The Mathematics of Sex: How Biology and Society Conspire to Limit Talented Women and Girls
I’ll be honest. I was scared of reading The Mathematics of Sex. I am not the kind of women they’re writing about, and I know very few women who are. I’m not a mathematician, physicist, chemist, computer scientist, operations researcher, or engineer. Without the subtitle, “How Biology and Society Conspire to Limit Talented Women and Girls,” the title is somewhat misleading; it’s not so much about sex between the sheets as biological sex. It’s not about the math of sex so much as the math surrounding women… or the lack of it surrounding them.
Ceci and Williams note that boys and men perform better than girls and women on standardized tests. (They use the SATs and the Putnam Mathematical Competition as examples.) Interestingly, girls and women earn better grades than boys and men in math and science classes. “For example, a man with the same SAT-M score as a woman seated next to him earns a grade nearly two letter grades lower than her in a mathematics course—he gets a C/D versus her B.” Still, even though women do better in classes, “the ranks of professionals in math-intensive fields are lopsidedly male.”
There are three supposed causes of the under-representation of women in math-heavy fields of work: comparable innate ability, social and cultural bias and barriers, and women’s lack of interest. The authors cover these arguments thoroughly in chapters two and three, which they call “opening arguments.” Then, in chapters four and five, they challenge those arguments with their own research and data.
Ceci and Williams conclude that women are not in math-intensive fields as much as men because of _non_biological/ability factors, including the tendency for “women with high mathematical talent…to enter non-math fields such as medicine, veterinary medicine, law, and biological sciences.” They analyze evidence across multiple fields of expertise: “the cognitive psychology of mental rotation, the social psychology of stereotypes, personal preferences, discrimination, and hormonal bases of behavior, econometrics of hiring and promotion, and cultural comparisons of mathematics achievement.”
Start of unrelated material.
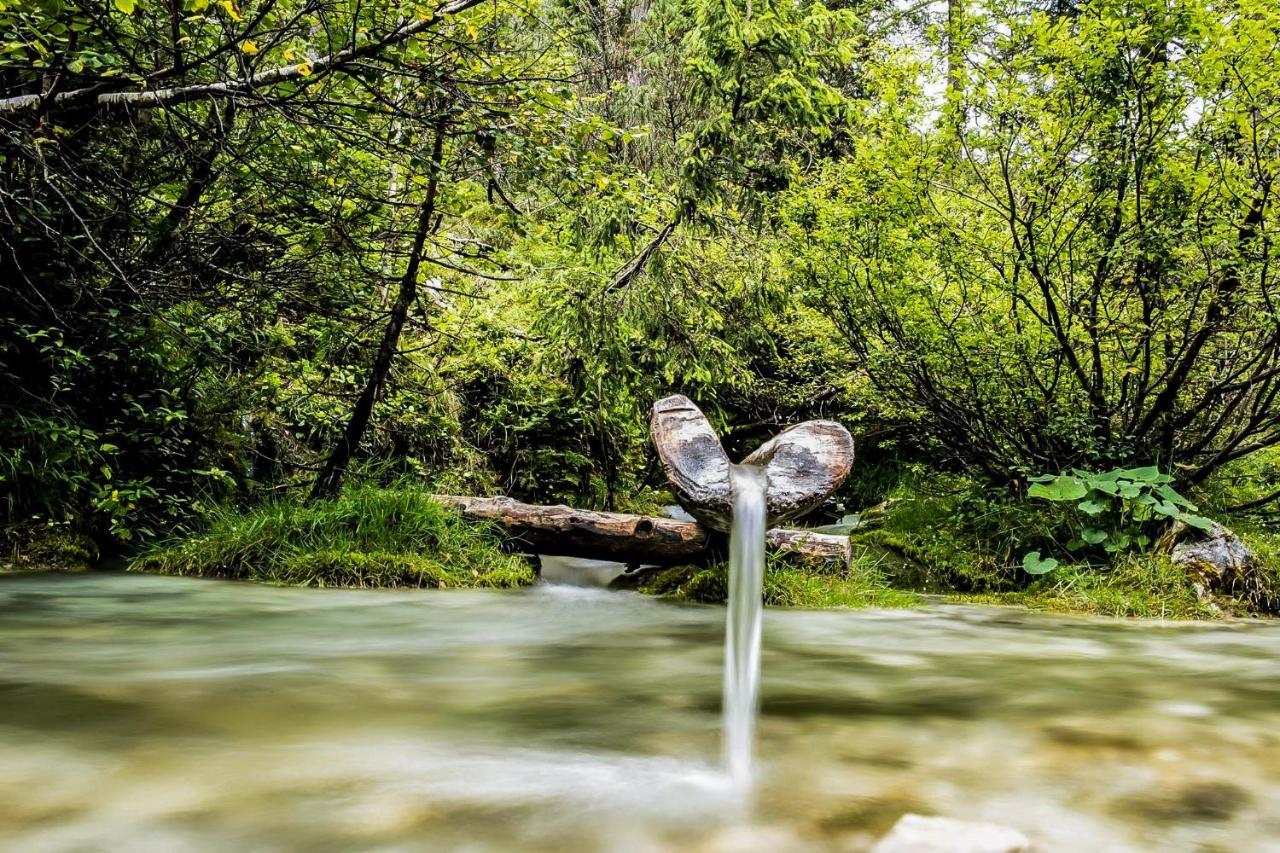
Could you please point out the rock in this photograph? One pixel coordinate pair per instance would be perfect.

Overall, The Mathematics of Sex wasn’t as scary as I expected it to be, and it was worth the read. To those people who say, “All these worrying women; I don’t know what the big fuss is,” I say: this book has the answer to why women aren’t in STEM (science, technology, engineering, and math) professions. It’s important to promote women in fields in which there are few female representatives so that future generations will continue to come to the radical conclusion that women are also human. Ceci and Williams do a good job of encouraging that in this book. Kudos.